# Multi-Start Optimization Basics

This tutorial demonstrates how multi-start optimization helps find global optima
in curve fitting problems with multiple local minima.

**Features demonstrated:**
- Local minima trap problem in nonlinear optimization
- `GlobalOptimizationConfig` configuration
- `curve_fit()` with `global_optimization` parameter
- Comparison of single-start vs multi-start results
- Visualization of loss landscape and starting point distribution

In [None]:
# Configure matplotlib for inline plotting (MUST come before imports)
%matplotlib inline

In [None]:
import numpy as np
import jax.numpy as jnp
import matplotlib.pyplot as plt

from nlsq import curve_fit, GlobalOptimizationConfig

## 1. The Problem: Local Minima Traps

Many real-world curve fitting problems have multiple local minima. A standard
single-start optimizer may converge to a suboptimal local minimum instead of
the global optimum, depending on the initial parameter guess.

In [None]:
# Set random seed for reproducibility
np.random.seed(42)

In [None]:
# Define a multimodal sinusoidal model that has multiple local minima
def multimodal_model(x, a, b, c, d):
    """Multimodal model: y = a * sin(b * x + c) + d
    
    This model has multiple local minima due to the periodicity of sin().
    Different combinations of (b, c) can produce similar fits.
    """
    return a * jnp.sin(b * x + c) + d

In [None]:
# Generate synthetic data with known true parameters
n_samples = 200
x_data = np.linspace(0, 4 * np.pi, n_samples)

# True parameters
true_a, true_b, true_c, true_d = 2.0, 1.5, 0.5, 1.0

# Generate noisy observations
y_true = true_a * np.sin(true_b * x_data + true_c) + true_d
noise = 0.2 * np.random.randn(n_samples)
y_data = y_true + noise

print(f"True parameters: a={true_a}, b={true_b}, c={true_c}, d={true_d}")
print(f"Dataset: {n_samples} points")

In [None]:
# Visualize the data
fig, ax = plt.subplots(figsize=(10, 5))
ax.scatter(x_data, y_data, alpha=0.5, s=10, label="Noisy data")
ax.plot(x_data, y_true, "r-", linewidth=2, label="True function")
ax.set_xlabel("x")
ax.set_ylabel("y")
ax.set_title("Synthetic Data: Multimodal Sinusoidal Model")
ax.legend()
plt.tight_layout()
plt.savefig("figures/01_data_visualization.png", dpi=300, bbox_inches="tight")
plt.show()

## 2. Single-Start Optimization: The Local Minima Problem

Let's try fitting with a poor initial guess. Single-start optimization may
get trapped in a local minimum.

In [None]:
# Define bounds for parameters
# a: [0.5, 5], b: [0.5, 3], c: [-pi, pi], d: [-2, 5]
bounds = ([0.5, 0.5, -np.pi, -2.0], [5.0, 3.0, np.pi, 5.0])

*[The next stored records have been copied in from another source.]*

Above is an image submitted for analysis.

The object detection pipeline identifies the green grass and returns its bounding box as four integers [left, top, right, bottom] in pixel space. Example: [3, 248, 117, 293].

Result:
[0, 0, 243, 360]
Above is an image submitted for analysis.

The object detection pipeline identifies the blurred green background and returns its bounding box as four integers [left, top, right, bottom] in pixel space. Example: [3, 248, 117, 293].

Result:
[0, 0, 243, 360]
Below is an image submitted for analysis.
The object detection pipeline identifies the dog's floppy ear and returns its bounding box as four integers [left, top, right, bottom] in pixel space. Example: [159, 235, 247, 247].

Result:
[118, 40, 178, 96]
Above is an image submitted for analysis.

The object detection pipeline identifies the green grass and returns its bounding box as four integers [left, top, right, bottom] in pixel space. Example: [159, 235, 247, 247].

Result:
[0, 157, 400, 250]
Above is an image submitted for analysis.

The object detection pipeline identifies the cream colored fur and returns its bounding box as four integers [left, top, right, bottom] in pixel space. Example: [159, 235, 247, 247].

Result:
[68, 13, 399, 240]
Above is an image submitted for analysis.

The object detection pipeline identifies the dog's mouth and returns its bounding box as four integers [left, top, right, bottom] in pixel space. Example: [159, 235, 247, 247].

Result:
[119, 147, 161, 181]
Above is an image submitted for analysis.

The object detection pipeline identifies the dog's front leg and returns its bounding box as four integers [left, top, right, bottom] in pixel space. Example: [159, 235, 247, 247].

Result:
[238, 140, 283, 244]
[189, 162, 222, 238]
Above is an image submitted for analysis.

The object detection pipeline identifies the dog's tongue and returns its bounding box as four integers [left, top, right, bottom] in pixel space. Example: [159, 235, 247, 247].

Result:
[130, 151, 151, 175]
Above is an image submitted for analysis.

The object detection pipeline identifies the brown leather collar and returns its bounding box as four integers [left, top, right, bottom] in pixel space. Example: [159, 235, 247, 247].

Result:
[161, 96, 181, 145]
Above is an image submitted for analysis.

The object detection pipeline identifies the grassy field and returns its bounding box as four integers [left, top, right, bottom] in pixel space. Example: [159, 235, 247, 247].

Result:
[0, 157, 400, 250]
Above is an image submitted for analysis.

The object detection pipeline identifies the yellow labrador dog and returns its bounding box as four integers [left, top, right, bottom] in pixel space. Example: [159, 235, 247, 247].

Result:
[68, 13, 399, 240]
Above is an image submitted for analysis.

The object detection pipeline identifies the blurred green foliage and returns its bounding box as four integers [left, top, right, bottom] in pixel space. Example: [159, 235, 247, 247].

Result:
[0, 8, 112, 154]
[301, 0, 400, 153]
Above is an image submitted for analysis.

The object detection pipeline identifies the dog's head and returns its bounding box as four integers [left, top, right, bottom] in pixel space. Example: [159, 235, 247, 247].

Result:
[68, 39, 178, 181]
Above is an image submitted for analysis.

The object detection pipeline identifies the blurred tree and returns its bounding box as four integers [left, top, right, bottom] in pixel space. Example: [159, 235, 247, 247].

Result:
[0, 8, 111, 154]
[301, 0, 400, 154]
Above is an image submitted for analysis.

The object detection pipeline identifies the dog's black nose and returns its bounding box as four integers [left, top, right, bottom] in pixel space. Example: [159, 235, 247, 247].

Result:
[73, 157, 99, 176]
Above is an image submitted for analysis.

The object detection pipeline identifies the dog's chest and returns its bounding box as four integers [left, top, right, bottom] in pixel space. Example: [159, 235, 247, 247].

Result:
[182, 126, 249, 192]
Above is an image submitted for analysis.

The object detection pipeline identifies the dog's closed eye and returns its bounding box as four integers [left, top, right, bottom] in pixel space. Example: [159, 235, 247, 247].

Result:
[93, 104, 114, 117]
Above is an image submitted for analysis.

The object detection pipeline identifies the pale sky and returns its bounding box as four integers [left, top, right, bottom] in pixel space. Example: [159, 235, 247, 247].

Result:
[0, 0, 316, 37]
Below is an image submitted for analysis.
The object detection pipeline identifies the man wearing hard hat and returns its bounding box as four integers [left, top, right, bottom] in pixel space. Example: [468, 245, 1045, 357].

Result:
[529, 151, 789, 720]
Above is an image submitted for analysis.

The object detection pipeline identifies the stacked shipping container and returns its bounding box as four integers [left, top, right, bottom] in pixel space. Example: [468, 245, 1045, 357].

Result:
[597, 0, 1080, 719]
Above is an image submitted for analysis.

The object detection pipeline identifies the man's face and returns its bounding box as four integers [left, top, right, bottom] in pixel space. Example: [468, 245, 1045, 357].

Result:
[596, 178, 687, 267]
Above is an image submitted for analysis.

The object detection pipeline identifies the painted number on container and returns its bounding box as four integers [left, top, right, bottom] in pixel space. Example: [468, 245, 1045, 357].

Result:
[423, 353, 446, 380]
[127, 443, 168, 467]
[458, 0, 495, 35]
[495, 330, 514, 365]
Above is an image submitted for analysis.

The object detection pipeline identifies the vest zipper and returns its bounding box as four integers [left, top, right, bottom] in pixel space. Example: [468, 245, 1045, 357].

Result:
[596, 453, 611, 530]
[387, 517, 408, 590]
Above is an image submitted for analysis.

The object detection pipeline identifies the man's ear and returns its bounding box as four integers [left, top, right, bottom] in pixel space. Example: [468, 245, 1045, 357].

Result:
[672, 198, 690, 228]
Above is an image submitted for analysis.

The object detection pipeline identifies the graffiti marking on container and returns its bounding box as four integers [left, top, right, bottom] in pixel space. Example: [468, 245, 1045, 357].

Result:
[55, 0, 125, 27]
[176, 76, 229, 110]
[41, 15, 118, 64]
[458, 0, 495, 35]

# Try several different initial guesses with single-start optimization
initial_guesses = [
    [1.0, 0.8, 0.0, 0.5],   # Poor guess 1
    [3.0, 2.5, 2.0, 2.0],   # Poor guess 2
    [1.5, 1.2, -1.0, 0.0],  # Poor guess 3
]

single_start_results = []

print("Single-start optimization results:")
print("=" * 60)

for i, p0 in enumerate(initial_guesses):
    try:
        popt, pcov = curve_fit(
            multimodal_model,
            x_data,
            y_data,
            p0=p0,
            bounds=bounds,
        )
        # Calculate sum of squared residuals
        y_pred = multimodal_model(x_data, *popt)
        ssr = float(jnp.sum((y_data - y_pred) ** 2))
        single_start_results.append({"p0": p0, "popt": popt, "ssr": ssr})
        print(f"Guess {i+1}: p0={p0}")
        print(f"  Result: a={popt[0]:.3f}, b={popt[1]:.3f}, c={popt[2]:.3f}, d={popt[3]:.3f}")
        print(f"  SSR: {ssr:.4f}")
    except Exception as e:
        print(f"Guess {i+1}: Failed - {e}")
        single_start_results.append({"p0": p0, "popt": None, "ssr": float("inf")})

In [None]:
# Find best and worst results from single-start
valid_results = [r for r in single_start_results if r["popt"] is not None]
if valid_results:
    best_single = min(valid_results, key=lambda x: x["ssr"])
    worst_single = max(valid_results, key=lambda x: x["ssr"])
    print(f"\nBest single-start SSR: {best_single['ssr']:.4f}")
    print(f"Worst single-start SSR: {worst_single['ssr']:.4f}")
    print(f"\nVariability in results shows sensitivity to initial guess!")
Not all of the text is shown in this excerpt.